Biliary tract imaging for preoperative and postoperative assessment
Hepatobiliary-specific agents are excreted into the biliary tree, producing T1 shortening of bile, and thus can be used for contrast-enhanced T1-weighted MR cholangiography[82]. In combination with conventional T2-weighted MR cholangiopancreatography (MRCP), biliary anatomic variants and the relationship between hepatic tumours and the intrahepatic biliary ducts can be assessed, providing the surgeon with a preoperative road map. Gadoxetic acid MR cholangiography has also been shown to be highly reliable for detecting biliary leaks after hepatobiliary surgery[83]. Visualization of excreted contrast outside of the bile ducts indicates a bile leak.
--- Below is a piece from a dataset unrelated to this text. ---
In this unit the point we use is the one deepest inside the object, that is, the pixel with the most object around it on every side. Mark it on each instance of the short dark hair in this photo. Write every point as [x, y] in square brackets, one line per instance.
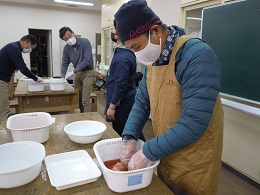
[63, 30]
[32, 39]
T2-weighted MRCP should be performed before contrast injection because the presence of excreted concentrated gadolinium in the biliary tree causes T2 shortening, which may confound the signal on T2-weighted MRCP sequences. The excretion of hepatobiliary-specific agents is impaired in patients with obstructive jaundice or focal cholestasis. This may result in non-excretion or delayed excretion of the agent in the entire liver or focal segments of the liver, limiting evaluation of the bile ducts in the involved region on T1-weighted MR cholangiography. Although contrast-enhanced MR cholangiography is a useful adjunct, it cannot replace T2-weighted MRCP.
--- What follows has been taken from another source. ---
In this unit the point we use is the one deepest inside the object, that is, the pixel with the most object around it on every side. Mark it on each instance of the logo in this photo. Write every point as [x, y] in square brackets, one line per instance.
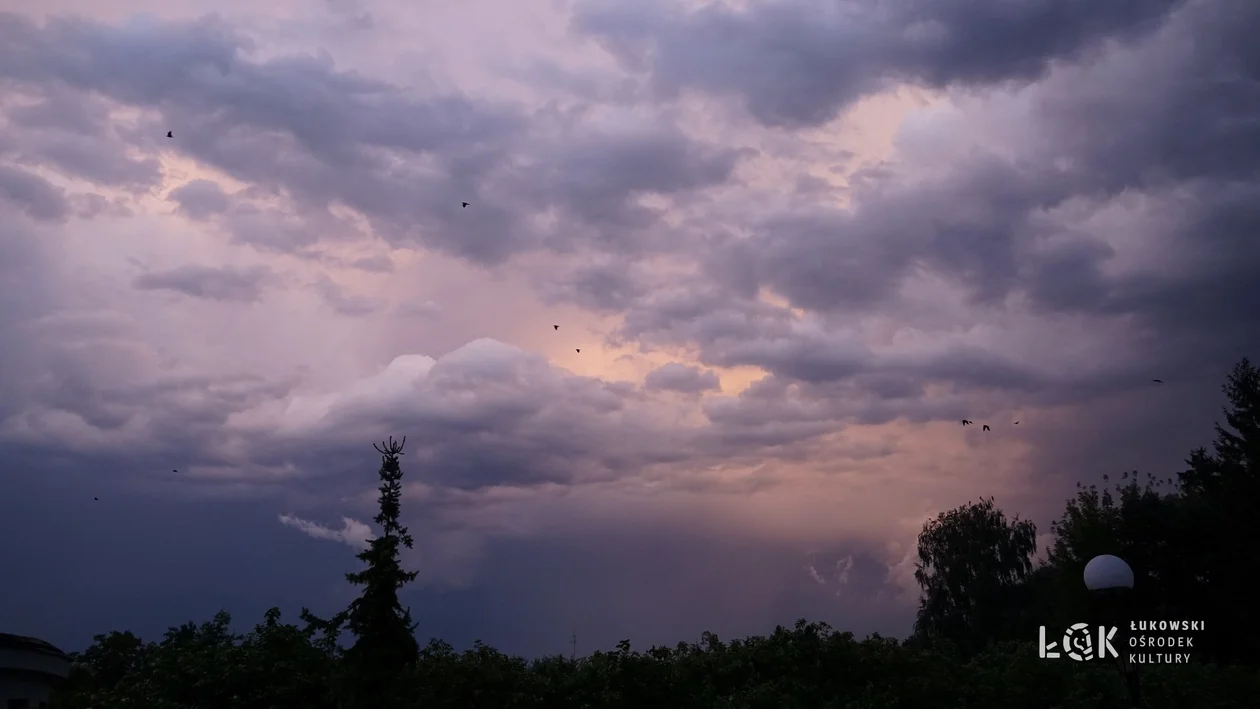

Assessment of liver function and toxicity
Recently there has been increased interest in the use of gadoxetic acid for quantitative evaluation of liver function, and several studies have shown good correlation between the relative signal intensity of the liver at the hepatobiliary phase and the liver function and stage of fibrosis[84–86]. Preoperative prediction of liver function is important to provide a gauge of the hepatic functional reserve, which determines the maximum extent of hepatectomy possible to avoid postoperative liver failure[87]. A proof-of-concept study investigating the role of gadoxetic acid in preoperative assessment found that lower relative enhancement of gadoxetic acid on hepatobiliary phase images before major liver resection was associated with increased risk of post-hepatectomy liver failure[88]. Further studies are still necessary to confirm the clinical utility of gadoxetic acid-enhanced MRI in this context.
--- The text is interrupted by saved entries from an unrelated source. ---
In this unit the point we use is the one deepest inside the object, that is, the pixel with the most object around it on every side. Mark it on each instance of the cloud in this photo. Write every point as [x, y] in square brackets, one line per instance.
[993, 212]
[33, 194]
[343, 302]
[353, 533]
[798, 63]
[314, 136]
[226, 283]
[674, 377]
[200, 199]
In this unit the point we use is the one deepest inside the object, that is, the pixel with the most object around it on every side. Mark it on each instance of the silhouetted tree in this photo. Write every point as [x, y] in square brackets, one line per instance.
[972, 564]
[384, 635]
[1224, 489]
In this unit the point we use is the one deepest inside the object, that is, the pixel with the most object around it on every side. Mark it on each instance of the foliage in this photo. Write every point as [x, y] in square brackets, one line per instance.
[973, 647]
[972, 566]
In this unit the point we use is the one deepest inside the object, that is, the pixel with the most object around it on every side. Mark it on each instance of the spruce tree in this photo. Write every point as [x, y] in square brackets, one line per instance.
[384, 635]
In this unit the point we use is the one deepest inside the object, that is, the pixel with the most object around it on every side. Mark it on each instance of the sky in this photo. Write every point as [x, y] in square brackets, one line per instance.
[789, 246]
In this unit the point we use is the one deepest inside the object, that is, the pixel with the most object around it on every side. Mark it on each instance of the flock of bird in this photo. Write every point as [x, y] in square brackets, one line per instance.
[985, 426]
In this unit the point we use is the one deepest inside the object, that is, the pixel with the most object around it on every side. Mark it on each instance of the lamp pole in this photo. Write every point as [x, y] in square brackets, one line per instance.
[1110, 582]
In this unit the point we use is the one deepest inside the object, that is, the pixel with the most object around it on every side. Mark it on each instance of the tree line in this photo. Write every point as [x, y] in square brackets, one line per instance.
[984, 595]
Sinusoidal obstruction syndrome (SOS) is an adverse side effect of systemic chemotherapy for metastatic colorectal cancer, characterized histologically by sinusoidal obstruction, perisinusoidal fibrosis, and veno-occlusion of the non-tumoural liver[89]. Although SOS is usually asymptomatic, it may have implications on the timing of hepatic resection and planning of further chemotherapy[90,91]. On the hepatocellular phase images of gadoxetic acid-enhanced MRI, reticular hypointensity of non-tumoural liver is indicative of SOS, with high specificity[91] (Fig. 7).
Figure 7.
Sinusoidal obstruction syndrome in a 68-year-old man with colorectal metastases on oxaliplatin. (A, B) Axial and coronal fat-suppressed T1-weighted 3D GRE images obtained 20 min after gadoxetic acid administration show characteristic reticular hypointensities in non-tumoural portions of the liver. A small focal hypointense lesion (arrow) adjacent to the right hepatic vein is a metastatic deposit. (C) Axial fat-suppressed T2-weighted image shows patchy areas of hyperintensity that may be related to oedema. (D) Oxaliplatin was discontinued, and the follow-up scan performed with gadoxetic acid 5 months later shows resolution of the findings. Unfortunately, there is progression of hepatic metastases (arrow).
Conclusion
An understanding of the interplay of pharmacokinetics of hepatobiliary contrast agents, histological characteristics of the underlying disease, and the effect of background liver function aids in the interpretation of MRI scans performed using the hepatocyte-selective gadolinium-based contrast media. The use of these liver-specific MRI contrast agents to improve patient management is expected to grow in oncological imaging.
Conflict of interest
The authors declare that they have no conflicts of interest.